At The Penny Hoarder, our staffers work in-office, even though many of us could do our jobs remotely. It's not uncommon for digital media companies to employ a remote workforce. Coming from a freelance life before this job, I worried I'd lose my mind with this typical 9-to-5 habit.
But I quickly came to appreciate the subtle benefits of working in the same place as my team. It was enough to make me wonder -- with admitted condescension -- why wouldn't every company open an office?
Of course, remote teams come with benefits, too. We've heard about the boost to productivity. You'll save money on office costs. You can hire the best talent, not just those willing to live in your area. Conversely, you can be based anywhere.
So, I get it. But if you're going to manage a remote team, beware these valuable business benefits that are easy to lose -- and look for creative ways to incorporate them into your team's remote work style.
1. Serendipitous collaboration.
Our CEO, Kyle Taylor, talks often about the value of serendipity in a shared office space. Those are moments when people from different teams strike up a conversation about a project at the coffee machine or in the elevator, for example, and those spontaneous interactions yield a new idea or innovation.
Those moments don't come easily with a remote team, where your conversations are scheduled, and there are no trips to the watercooler.
How to mimic it with a remote team: Bring your team together when you can, through retreats, hackathons or staff meetings to give them ample face time.
In the meantime, facilitate unplanned connections by getting creative. Use something like the Slack app Donut, which connects people who don't communicate often. Group coworking calls could also open the lines of communication.
2. Comprehensive communication.
Sure, remote communication tools are phenomenal. You can call, email, video chat, screen share, direct message...
But what about those brainstorming meetings where you bust out the big whiteboard, and everyone takes turns jotting ideas and sketches? Or those few minutes when someone stops by your desk to point to the exact spot on a graphic where they need a logo?
Mimic it: Start with establishing a video-always-on culture (or, if you must, a rule). Even on bad hair days. That face-to-face communication could be 34 times more effective than a text-based conversation.
Also use tools that facilitate real-time collaboration, such as Google Docs, Redpen and Slack.
3. Effective and efficient meetings.
Oh, conference calls. You've got tech issues, disconnections, frozen video, lost links, apps to download, extensions to install and that one guy who always forgets he's muted when he starts talking.
Plus, in my experience, meetings scheduled via conference call tend to go longer. Probably because it doesn't seem worth all that hassle for a 10-minute chat.
In person, everyone walks in the room, and you start talking. That's it.
Mimic it: Use the simplest conferencing service you can find to make it easy to use, even for quick chats. Google Hangouts Meet is great if you're a Google Suite team.

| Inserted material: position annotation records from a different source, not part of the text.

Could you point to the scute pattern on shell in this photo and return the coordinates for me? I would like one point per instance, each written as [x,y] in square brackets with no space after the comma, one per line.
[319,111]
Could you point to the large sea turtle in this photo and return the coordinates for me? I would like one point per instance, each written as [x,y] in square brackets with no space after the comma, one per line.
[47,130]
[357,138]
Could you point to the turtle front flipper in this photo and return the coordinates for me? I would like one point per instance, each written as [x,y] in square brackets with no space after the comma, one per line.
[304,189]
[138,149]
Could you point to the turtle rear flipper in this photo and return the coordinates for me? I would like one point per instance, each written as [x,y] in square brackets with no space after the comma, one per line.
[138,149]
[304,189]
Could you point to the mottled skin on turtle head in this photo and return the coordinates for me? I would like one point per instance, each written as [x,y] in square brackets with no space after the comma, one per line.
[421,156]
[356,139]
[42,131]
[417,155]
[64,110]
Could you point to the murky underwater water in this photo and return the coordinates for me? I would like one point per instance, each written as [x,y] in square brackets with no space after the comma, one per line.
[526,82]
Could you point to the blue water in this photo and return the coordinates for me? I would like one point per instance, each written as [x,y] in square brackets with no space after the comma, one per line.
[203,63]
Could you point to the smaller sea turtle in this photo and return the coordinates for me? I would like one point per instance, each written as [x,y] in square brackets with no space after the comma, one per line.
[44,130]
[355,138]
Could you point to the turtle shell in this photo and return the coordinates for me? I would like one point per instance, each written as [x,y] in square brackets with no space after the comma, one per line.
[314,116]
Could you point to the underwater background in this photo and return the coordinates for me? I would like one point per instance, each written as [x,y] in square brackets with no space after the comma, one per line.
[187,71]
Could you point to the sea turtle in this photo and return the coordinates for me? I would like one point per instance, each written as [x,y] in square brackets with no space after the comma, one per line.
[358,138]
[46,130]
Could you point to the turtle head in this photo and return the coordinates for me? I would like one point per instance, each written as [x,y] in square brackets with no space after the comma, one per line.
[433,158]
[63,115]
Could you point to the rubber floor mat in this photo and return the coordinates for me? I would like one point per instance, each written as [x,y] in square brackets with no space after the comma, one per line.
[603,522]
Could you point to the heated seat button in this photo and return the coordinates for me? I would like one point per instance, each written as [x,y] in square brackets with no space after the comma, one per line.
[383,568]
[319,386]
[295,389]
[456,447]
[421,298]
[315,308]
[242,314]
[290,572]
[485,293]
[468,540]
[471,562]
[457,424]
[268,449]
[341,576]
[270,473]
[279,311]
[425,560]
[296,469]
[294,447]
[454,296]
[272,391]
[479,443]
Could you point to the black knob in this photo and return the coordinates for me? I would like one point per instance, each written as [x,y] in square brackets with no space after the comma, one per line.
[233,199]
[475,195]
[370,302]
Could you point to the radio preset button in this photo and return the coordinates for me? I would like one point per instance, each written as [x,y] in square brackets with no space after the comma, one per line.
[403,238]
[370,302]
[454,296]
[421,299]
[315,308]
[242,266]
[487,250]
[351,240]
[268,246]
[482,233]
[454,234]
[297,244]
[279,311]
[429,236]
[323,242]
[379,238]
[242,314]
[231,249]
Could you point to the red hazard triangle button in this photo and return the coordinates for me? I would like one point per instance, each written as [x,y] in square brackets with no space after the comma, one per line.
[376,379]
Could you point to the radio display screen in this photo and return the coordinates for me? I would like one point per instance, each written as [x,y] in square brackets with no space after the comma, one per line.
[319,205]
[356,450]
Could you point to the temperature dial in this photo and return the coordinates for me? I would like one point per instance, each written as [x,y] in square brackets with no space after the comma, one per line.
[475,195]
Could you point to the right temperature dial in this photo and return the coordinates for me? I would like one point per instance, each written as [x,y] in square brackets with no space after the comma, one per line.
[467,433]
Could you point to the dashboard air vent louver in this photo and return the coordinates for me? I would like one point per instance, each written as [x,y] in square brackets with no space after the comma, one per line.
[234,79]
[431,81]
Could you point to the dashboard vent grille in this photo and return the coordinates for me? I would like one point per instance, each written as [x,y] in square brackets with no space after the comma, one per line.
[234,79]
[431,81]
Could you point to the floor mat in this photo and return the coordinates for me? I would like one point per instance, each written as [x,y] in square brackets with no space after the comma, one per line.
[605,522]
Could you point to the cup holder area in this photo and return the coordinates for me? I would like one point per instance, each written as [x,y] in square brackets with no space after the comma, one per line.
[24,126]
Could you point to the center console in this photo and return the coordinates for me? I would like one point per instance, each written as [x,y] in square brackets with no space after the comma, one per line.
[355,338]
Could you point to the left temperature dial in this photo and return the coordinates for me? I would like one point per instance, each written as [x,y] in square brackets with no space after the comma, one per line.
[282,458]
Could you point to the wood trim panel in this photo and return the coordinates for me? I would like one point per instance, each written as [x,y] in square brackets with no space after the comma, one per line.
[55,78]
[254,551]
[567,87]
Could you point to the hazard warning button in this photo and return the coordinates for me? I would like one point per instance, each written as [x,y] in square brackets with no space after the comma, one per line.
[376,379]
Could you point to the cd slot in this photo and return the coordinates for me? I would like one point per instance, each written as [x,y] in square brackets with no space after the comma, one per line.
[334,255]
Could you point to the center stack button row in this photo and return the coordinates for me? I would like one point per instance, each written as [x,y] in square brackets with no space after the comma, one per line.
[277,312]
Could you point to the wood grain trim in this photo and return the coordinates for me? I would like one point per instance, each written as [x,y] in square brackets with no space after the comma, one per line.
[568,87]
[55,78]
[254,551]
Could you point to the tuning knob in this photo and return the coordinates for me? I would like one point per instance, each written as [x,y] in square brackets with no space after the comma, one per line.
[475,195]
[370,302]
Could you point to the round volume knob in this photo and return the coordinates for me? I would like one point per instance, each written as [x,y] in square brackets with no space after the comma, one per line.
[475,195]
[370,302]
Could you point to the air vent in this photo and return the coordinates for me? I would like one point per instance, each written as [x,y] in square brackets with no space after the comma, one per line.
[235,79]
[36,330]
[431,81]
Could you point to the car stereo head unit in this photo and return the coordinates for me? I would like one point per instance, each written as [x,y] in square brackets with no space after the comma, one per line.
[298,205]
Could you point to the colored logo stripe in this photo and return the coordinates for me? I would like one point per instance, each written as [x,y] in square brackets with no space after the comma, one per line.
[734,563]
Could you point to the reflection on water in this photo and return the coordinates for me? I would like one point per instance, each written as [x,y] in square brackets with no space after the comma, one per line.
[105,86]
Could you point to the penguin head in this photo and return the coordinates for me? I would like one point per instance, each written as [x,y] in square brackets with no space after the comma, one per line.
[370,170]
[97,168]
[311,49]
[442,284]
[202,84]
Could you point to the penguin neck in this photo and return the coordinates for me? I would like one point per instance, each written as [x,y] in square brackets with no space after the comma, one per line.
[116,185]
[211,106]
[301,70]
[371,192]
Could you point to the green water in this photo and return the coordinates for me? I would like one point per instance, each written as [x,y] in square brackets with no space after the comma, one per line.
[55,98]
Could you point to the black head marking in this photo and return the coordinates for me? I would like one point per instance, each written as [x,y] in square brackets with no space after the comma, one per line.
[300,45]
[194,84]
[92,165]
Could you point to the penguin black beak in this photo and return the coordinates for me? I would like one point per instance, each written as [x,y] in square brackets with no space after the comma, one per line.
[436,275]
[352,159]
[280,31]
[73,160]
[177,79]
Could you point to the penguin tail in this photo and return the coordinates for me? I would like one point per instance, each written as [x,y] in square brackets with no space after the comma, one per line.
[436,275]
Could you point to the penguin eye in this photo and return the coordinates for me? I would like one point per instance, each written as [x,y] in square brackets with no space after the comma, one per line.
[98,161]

Appear.in is perfect and easy for smaller teams.
4. A focused environment.
Studies have shown familiar environmental cues can automatically trigger your brain to ignore distractions and focus. This could be why it's so easy to work and ignore dirty dishes in the office sink, but your kitchen must be sparkling before you can get any work done at home (just me?).
An office tells employees it's time to work. And you can control your office design to encourage focus with quiet areas, dim lights and white noise, for example.
Mimic it: Include tips for setting up a home office in your onboarding process, and offer a stipend to get set up. Or, even simpler: Send a welcome package to new employees. A coffee mug and a mousepad with your company logo can be easy triggers to get them into work mode.
5. The commute.
Hear me out.
I love two things about my commute to work. First, I listen to podcasts. The average American commute is 26 minutes each way. That's nearly an hour per day to educate yourself through podcasts or audiobooks. Do you do that on your days off?
Second, I live near the office, so I walk. That's an easy 15 minutes of activity twice per day. This doesn't apply to every office worker, but it's great for many of us.
Mimic it: A stipend to cover the costs of membership to a coworking space is an easy way to get remote workers out of the house. You could support similar wellness goals through a free gym membership and a learning stipend, as well.
Don't leave any of these activities to chance.
Once you roll them out, build them into your company's habits by including them in onboarding, reinforcing them with team activities and incentivizing them. You could enact a Friday afternoon yoga hour, for example, enroll teams en masse into online training or add (fun!) quizzes to your tech training.